Marmi e pietre – La crisi ha influito in modo diverso nei vari paesi: quelli emergenti hanno aumentato la loro competitività mentre i più sviluppati stanno riprendendo a investire

La congiuntura del marmo e della pietra, negli ultimi 18 mesi, è stata veramente difficile e ha coinciso con il regresso produttivo e distributivo di parecchi paesi di prima fascia. Non era mai accaduto che tanti protagonisti ne fossero coinvolti contemporaneamente, causando effetti tanto più traumatici perché il settore aveva familiarizzato con l'idea di uno sviluppo sostanzialmente indefinito, all'insegna di accelerazioni diffuse.

Una crisi dalle molteplici conseguenze
La crisi del 1929 e degli anni seguenti, aveva colpito soprattutto l'Italia, che all'epoca era il paese leader in campo lapideo, mentre quella dovuta alla seconda guerra mondiale non aveva fatto distinzioni, coinvolgendo tutti. Ora, invece, alcuni produttori hanno pagato duramente, mentre altri hanno potuto circoscrivere gli effetti della recessione e altri ancora hanno continuato a progredire: nel primo gruppo si collocano, per esempio, Stati Uniti, Spagna, Italia e Brasile. Nel secondo, Turchia e Iran; nel terzo, Cina, Egitto e India.

La suddivisione è piuttosto schematica ma corrisponde chiaramente a diversi gradi di reattività, dove la differenza fondamentale è espressa dai costi di produzione, a tutto vantaggio di quelli asiatici e africani. Un caso particolare è il Brasile, che pur avendo costi ugualmente competitivi, almeno rispetto alla media, ha pagato duramente l'aver concentrato quattro quinti del suo export in un solo mercato, quello statunitense.

Cauto ottimismo
Il nuovo esercizio si è aperto con un cauto ottimismo, indotto dai dati macroeconomici dei paesi leader, generalmente in ripresa, fatta eccezione per i livelli occupazionali e, quindi, per alcuni elementi del largo consumo. Per quanto riguarda il settore lapideo, bisogna aggiungere che, soprattutto nei paesi meno coinvolti dal ristagno del 2009, si è colta l'occasione per sviluppare gli investimenti produttivi, grazie alla disponibilità di tecnologie a buon prezzo: in altri termini, le nazioni emergenti potranno aggiungere altri elementi di vantaggio alla competitività acquisita in precedenza.

Spunti di ripresa
Dal canto loro, i paesi sviluppati non possono stare a guardare, ma devono far fruttare gli spunti di ripresa che hanno iniziato a manifestarsi nell'ultimo scorcio del 2009, anche nell'edilizia degli Stati Uniti. Si tratta d'investire in maniera calibrata, non solo nell'ottimizzazione produttiva consentita dall'offerta tecnologica, ma anche nella comunicazione e nella promozione. In definitiva, è ragionevole prevedere che le condizioni generali del settore evolveranno verso una stagione meno difficile, sebbene le conseguenze del trauma non possano essere superate con immediatezza, soprattutto se continueranno a manifestarsi le strozzature creditizie che hanno caratterizzato il 2009.

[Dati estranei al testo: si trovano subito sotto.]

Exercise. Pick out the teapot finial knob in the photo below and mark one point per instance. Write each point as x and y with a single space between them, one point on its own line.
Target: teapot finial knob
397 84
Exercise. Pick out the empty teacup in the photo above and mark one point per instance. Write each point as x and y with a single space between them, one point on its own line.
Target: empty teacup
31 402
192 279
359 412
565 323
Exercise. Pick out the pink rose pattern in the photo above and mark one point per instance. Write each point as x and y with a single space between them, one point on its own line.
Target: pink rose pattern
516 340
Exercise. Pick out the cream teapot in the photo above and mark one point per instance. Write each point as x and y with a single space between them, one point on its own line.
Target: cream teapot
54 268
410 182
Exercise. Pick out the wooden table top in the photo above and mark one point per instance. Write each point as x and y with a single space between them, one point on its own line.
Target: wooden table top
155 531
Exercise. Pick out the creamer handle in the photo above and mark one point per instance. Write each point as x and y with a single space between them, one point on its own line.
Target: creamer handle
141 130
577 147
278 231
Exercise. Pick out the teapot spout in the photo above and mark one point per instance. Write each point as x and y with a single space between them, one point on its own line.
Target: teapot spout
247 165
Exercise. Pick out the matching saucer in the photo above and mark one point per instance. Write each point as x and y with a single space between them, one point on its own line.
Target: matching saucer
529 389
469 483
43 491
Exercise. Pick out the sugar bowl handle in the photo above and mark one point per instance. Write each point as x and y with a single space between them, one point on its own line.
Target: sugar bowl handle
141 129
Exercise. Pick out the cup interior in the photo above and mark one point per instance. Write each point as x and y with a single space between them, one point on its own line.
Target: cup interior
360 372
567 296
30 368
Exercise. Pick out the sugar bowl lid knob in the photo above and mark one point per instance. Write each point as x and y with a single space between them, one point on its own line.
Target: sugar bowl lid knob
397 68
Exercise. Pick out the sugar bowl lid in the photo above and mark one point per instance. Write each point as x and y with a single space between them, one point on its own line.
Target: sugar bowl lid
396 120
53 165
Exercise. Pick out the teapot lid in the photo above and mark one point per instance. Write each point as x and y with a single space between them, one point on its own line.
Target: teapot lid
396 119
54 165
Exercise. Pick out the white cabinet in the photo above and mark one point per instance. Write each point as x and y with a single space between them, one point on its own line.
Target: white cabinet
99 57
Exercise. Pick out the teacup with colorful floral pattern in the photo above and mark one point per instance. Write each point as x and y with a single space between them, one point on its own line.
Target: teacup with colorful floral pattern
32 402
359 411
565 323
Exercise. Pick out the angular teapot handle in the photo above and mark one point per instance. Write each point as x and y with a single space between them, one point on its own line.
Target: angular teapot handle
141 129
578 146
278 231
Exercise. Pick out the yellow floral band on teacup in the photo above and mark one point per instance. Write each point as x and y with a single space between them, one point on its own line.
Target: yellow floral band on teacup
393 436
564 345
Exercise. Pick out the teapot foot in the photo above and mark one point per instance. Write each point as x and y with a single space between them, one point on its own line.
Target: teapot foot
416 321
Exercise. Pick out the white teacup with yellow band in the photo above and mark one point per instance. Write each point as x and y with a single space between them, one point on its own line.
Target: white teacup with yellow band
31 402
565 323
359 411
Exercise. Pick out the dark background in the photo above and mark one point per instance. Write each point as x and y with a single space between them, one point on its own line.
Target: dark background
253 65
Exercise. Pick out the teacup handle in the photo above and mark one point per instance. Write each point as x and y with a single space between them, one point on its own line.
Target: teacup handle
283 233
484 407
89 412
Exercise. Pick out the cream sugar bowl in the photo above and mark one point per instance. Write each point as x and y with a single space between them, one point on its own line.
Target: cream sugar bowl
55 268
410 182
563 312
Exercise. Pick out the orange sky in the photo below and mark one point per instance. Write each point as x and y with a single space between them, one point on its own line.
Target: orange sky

Verso un'organizzazione mondiale
Nello stesso tempo, è auspicabile che non tutto il male sia venuto per nuocere: ad esempio, non sarebbe fuori luogo che il primo approccio a un'organizzazione mondiale del settore, registrato durante la fiera di Verona, possa tradursi in fatti reali. Si pensi alla razionalizzazione del calendario fieristico e delle nomenclature doganali e alla stessa promozione, che a ben vedere interessano tutti i produttori, grandi o piccoli che siano.
L'incremento demografico, il livello tuttora contenuto dei consumi pro-capite, la domanda di qualità dell'edilizia contemporanea e il progresso incessante nelle tecnologie d'estrazione e trasformazione faranno il resto, permettendo a marmi e pietre di recuperare la tendenza alla crescita.